Solving a Diagonal ODE using DifferentialEquations.jl

Hello,

I have the following ODE system

\dot{\mathbf{u}} = \mathbf{A} \ \mathbf{u}

where \mathbf{u} is a vector and \mathbf{A} is a Diagonal matrix. The following ODE system admits an analytical solution of the form

\mathbf{u} (t) = \exp [\mathrm{diag}(\mathbf{A}) \ t ] \cdot \mathbf{u}_0

so I wouldn’t need DifferentialEquations.jl to solve it. However, I would take advantage of its OrdinaryDiffEqCallbacks.jl framework to implement for example a ContinuousCallback with interpolation.

I was wondering if there exists a method to implement this. I tried the LinearExponential algorithm, but this is an overkill for my problem, because I don’t need to construct the Krylov subspace, since I already have the analytical solution. I was thinking of creating a custom solver like DiagonalExponential and defining only the methods needed from the integrator interface, but I don’t know how to proceed exactly.

Since you have the functional form of the solution, is there any reason you wouldn’t use NonlinearSolve.jl directly with your callback? (Or SimpleNonlinearSolve.jl?)

How exactly? I want to trigger a callback when the norm of the vector \mathbf{u} (t) is smaller than a random number r, then I basically change the value of \mathbf{u} and I keep evolving the state analytically until the next jump.

Something like

using SimpleNonlinearSolve
using LinearAlgebra: norm

u0 = [1.0, 2.0, 3.0]  # ICs
λ = [-1.0, -1.5, -2.0]  # Eigenvalues / diagonals
t = 0.0  # Start time
r = 0.5  # Required norm

f(t, p) = norm(exp.(p.λ .* t) .* p.u0) - p.r

prob = NonlinearProblem{false}(f, t, (; λ, u0, r))
sol = solve(prob, SimpleNewtonRaphson())
if SimpleNonlinearSolve.SciMLBase.successful_retcode(sol)
    t = sol.u
    println("Converged to time: $t")
    # Do callback
else
    println("Failed to converge")
end
1 Like

Thank you very much for this example. It seems in the direction I want.

Then I only need to repeat this procedure up to a predefined time t_f, right?

Do you think that auto differentiation using a loss function similar to your f^2 (t, p) would be more efficient?
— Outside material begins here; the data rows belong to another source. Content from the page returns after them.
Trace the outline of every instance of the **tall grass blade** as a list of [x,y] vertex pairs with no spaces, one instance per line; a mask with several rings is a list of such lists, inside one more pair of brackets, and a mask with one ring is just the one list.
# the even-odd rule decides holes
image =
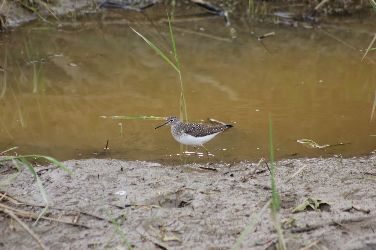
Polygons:
[[104,119],[135,119],[143,120],[159,120],[160,119],[166,120],[167,117],[159,116],[132,116],[130,115],[114,115],[113,116],[101,116]]
[[245,238],[247,235],[248,234],[249,231],[251,231],[252,228],[253,227],[253,225],[255,225],[255,223],[257,222],[257,221],[260,218],[261,216],[261,215],[262,214],[262,213],[264,212],[265,210],[269,206],[271,202],[272,198],[270,198],[268,202],[266,203],[265,205],[264,205],[262,208],[261,208],[260,211],[257,214],[257,215],[256,216],[256,217],[253,219],[253,220],[250,223],[247,227],[244,229],[244,231],[241,233],[241,234],[240,235],[240,236],[238,238],[236,242],[234,244],[234,245],[232,246],[231,247],[231,250],[235,250],[235,249],[238,249],[239,246],[240,246],[240,244],[241,244],[243,240],[244,240],[244,238]]
[[39,216],[35,220],[35,222],[33,224],[33,226],[34,226],[38,222],[38,221],[39,220],[39,219],[41,219],[41,217],[42,217],[42,216],[47,211],[47,210],[48,210],[49,207],[49,204],[48,202],[48,200],[47,199],[47,196],[46,196],[46,193],[44,191],[44,189],[43,188],[43,185],[42,185],[42,182],[41,181],[41,180],[39,178],[39,177],[38,177],[38,175],[37,175],[36,173],[35,172],[35,171],[34,170],[34,168],[33,168],[32,166],[31,166],[31,164],[25,160],[25,159],[23,158],[20,157],[19,158],[19,159],[23,163],[25,164],[27,167],[29,171],[31,172],[31,173],[33,175],[34,175],[34,177],[36,179],[36,181],[38,183],[38,186],[39,186],[39,190],[41,191],[41,194],[42,195],[42,197],[43,197],[43,199],[44,200],[44,202],[46,203],[46,206],[44,207],[44,208],[43,210],[42,210],[42,212],[41,212],[41,213],[39,214]]
[[[166,12],[167,10],[166,10]],[[174,48],[174,54],[175,55],[175,60],[176,61],[177,66],[171,62],[170,59],[167,58],[167,57],[165,55],[162,51],[159,50],[155,45],[153,44],[151,42],[149,41],[149,40],[146,39],[144,36],[141,35],[141,34],[136,31],[133,28],[130,27],[130,28],[132,29],[133,31],[138,35],[139,36],[141,36],[145,42],[146,42],[148,44],[150,45],[154,50],[157,52],[159,54],[159,55],[162,57],[163,59],[164,59],[168,63],[171,64],[171,66],[175,69],[175,70],[176,70],[177,72],[179,73],[179,78],[180,79],[180,87],[181,91],[181,95],[180,96],[180,119],[182,121],[183,120],[183,110],[184,110],[184,112],[185,114],[185,119],[186,121],[188,121],[188,117],[187,115],[187,111],[186,111],[186,107],[185,105],[185,99],[184,98],[184,91],[183,90],[183,81],[182,80],[182,75],[181,72],[180,71],[180,66],[179,64],[179,61],[177,59],[177,53],[176,52],[176,47],[175,45],[175,40],[174,39],[174,35],[172,32],[172,28],[171,27],[171,23],[170,21],[170,17],[168,16],[168,13],[167,12],[167,17],[168,20],[168,25],[170,27],[170,34],[171,36],[171,40],[172,41],[172,45]]]
[[[375,10],[376,11],[376,10]],[[372,41],[370,43],[370,45],[368,46],[368,48],[365,50],[365,53],[364,53],[364,55],[363,56],[363,58],[362,58],[362,60],[361,61],[363,61],[363,59],[365,58],[365,56],[367,55],[367,53],[368,53],[368,51],[369,51],[371,49],[371,47],[373,45],[373,43],[375,42],[375,40],[376,40],[376,33],[375,33],[375,35],[373,36],[373,39],[372,39]]]
[[[68,173],[69,173],[71,175],[73,176],[77,180],[79,180],[78,177],[76,176],[74,174],[72,173],[69,169],[67,169],[66,167],[60,163],[59,161],[56,160],[55,159],[53,159],[52,157],[50,157],[49,156],[39,156],[39,155],[28,155],[28,156],[15,156],[12,157],[7,158],[4,158],[3,159],[0,159],[0,162],[5,162],[7,160],[10,160],[13,159],[19,159],[20,160],[21,159],[24,159],[24,160],[25,158],[31,158],[31,159],[35,159],[38,158],[44,158],[46,160],[51,162],[54,164],[57,165],[59,167],[62,169],[63,169],[65,170]],[[22,160],[21,161],[22,161]],[[30,163],[29,163],[30,164]]]
[[171,23],[170,21],[170,17],[168,17],[168,12],[166,10],[167,13],[167,19],[168,20],[168,25],[170,26],[170,33],[171,35],[171,40],[172,41],[172,46],[174,47],[174,54],[175,55],[175,60],[176,61],[177,68],[180,71],[180,67],[179,67],[179,61],[177,60],[177,53],[176,52],[176,47],[175,46],[175,40],[174,39],[174,35],[172,34],[172,28],[171,28]]
[[0,187],[5,186],[12,182],[14,180],[17,178],[17,177],[20,175],[20,174],[21,173],[21,166],[20,165],[20,162],[14,159],[12,159],[12,160],[13,161],[14,166],[16,166],[16,168],[17,168],[17,172],[15,174],[14,174],[12,175],[12,176],[5,181],[0,182]]
[[371,113],[371,119],[370,120],[370,122],[372,120],[372,118],[373,117],[373,114],[375,112],[375,108],[376,108],[376,90],[375,90],[375,97],[373,99],[373,106],[372,107],[372,112]]
[[182,121],[183,118],[183,111],[184,110],[184,113],[185,115],[185,121],[188,121],[188,116],[187,115],[186,106],[185,105],[185,98],[184,98],[184,92],[183,90],[183,81],[182,80],[181,72],[180,71],[180,66],[179,65],[179,60],[177,59],[177,52],[176,51],[176,47],[175,45],[175,39],[174,39],[174,35],[172,33],[172,28],[171,27],[171,22],[170,21],[170,17],[168,16],[168,12],[166,10],[167,12],[167,18],[168,21],[168,26],[170,27],[170,33],[171,36],[171,40],[172,42],[172,46],[174,47],[174,54],[175,55],[175,60],[176,61],[176,64],[177,65],[177,68],[179,71],[179,77],[180,78],[180,88],[181,91],[180,96],[180,118]]
[[274,180],[274,150],[273,148],[273,136],[271,130],[271,115],[269,113],[269,140],[270,150],[270,178],[271,182],[272,198],[276,211],[278,211],[279,198],[276,188]]
[[277,193],[274,175],[274,150],[273,147],[273,135],[271,129],[271,115],[269,113],[269,140],[270,151],[270,180],[271,182],[271,203],[270,204],[270,213],[271,219],[277,231],[278,242],[277,249],[285,250],[286,249],[283,233],[280,224],[278,221],[278,214],[279,208],[279,196]]
[[160,50],[159,50],[159,49],[158,49],[158,48],[157,48],[155,46],[155,45],[153,44],[151,42],[148,40],[147,39],[146,39],[146,37],[141,35],[141,34],[140,34],[137,31],[133,29],[133,28],[132,28],[132,27],[130,27],[130,28],[132,29],[132,30],[133,30],[133,31],[135,31],[136,34],[137,34],[138,35],[141,36],[143,39],[145,40],[145,41],[148,44],[150,45],[152,47],[152,48],[154,49],[154,50],[156,51],[157,53],[159,54],[159,55],[161,56],[163,59],[164,59],[165,60],[166,60],[166,61],[170,63],[171,65],[171,66],[172,66],[173,67],[174,69],[175,69],[175,70],[176,70],[178,72],[179,72],[180,71],[179,69],[176,67],[176,66],[175,66],[175,64],[173,63],[172,62],[170,61],[170,59],[167,58],[167,57],[164,54],[162,53],[162,52]]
In principle it should take advantage of auto differentiation, finding the minimum of the function.

Yes, just iterate until you hit the required time.

I would be very surprised if formulating it as a loss function would be helpful. Generally speaking if the problem is a root finding problem (this is), using an optimiser on it will be very inefficient. The solver here will already be using auto diff to calculate the Jacobian. (I’m guessing that AutoForwardDiff is the default.)

The only way to get more performance out of something like this is to use StaticArrays (if the problem is reasonably small) or change the function to be in place rather than allocating.

1 Like

Thanks a lot!

You can pass krylov = :off, but you don’t have to—it’s the default. Adapting the example from the docs to a diagonal operator:

julia> using LinearAlgebra, OrdinaryDiffEq, SciMLOperators

julia> A = MatrixOperator(Diagonal([-0.2, -0.35]))
DiagonalOperator(2 × 2)

julia> prob = ODEProblem(A, [1.0, -1.0], (1.0, 6.0));

julia> sol = solve(prob, LinearExponential())
retcode: Success
Interpolation: 3rd order Hermite
t: 2-element Vector{Float64}:
 1.0
 6.0
u: 2-element Vector{Vector{Float64}}:
 [1.0, -1.0]
 [0.36787944117144217, -0.17377394345044517]

Add your CotinuousCallback and you’re good to go.

But of course, @dawbarton’s solution works just as well and is arguably more transparent while having fewer and smaller dependencies.

1 Like

Oh, thats true. In this way we directly apply the exp to a Diagonal matrix. Is this action non-allocating? I mean does it allocates anytime exp(A) u, or does it compute mul!(du, exp(A), u)?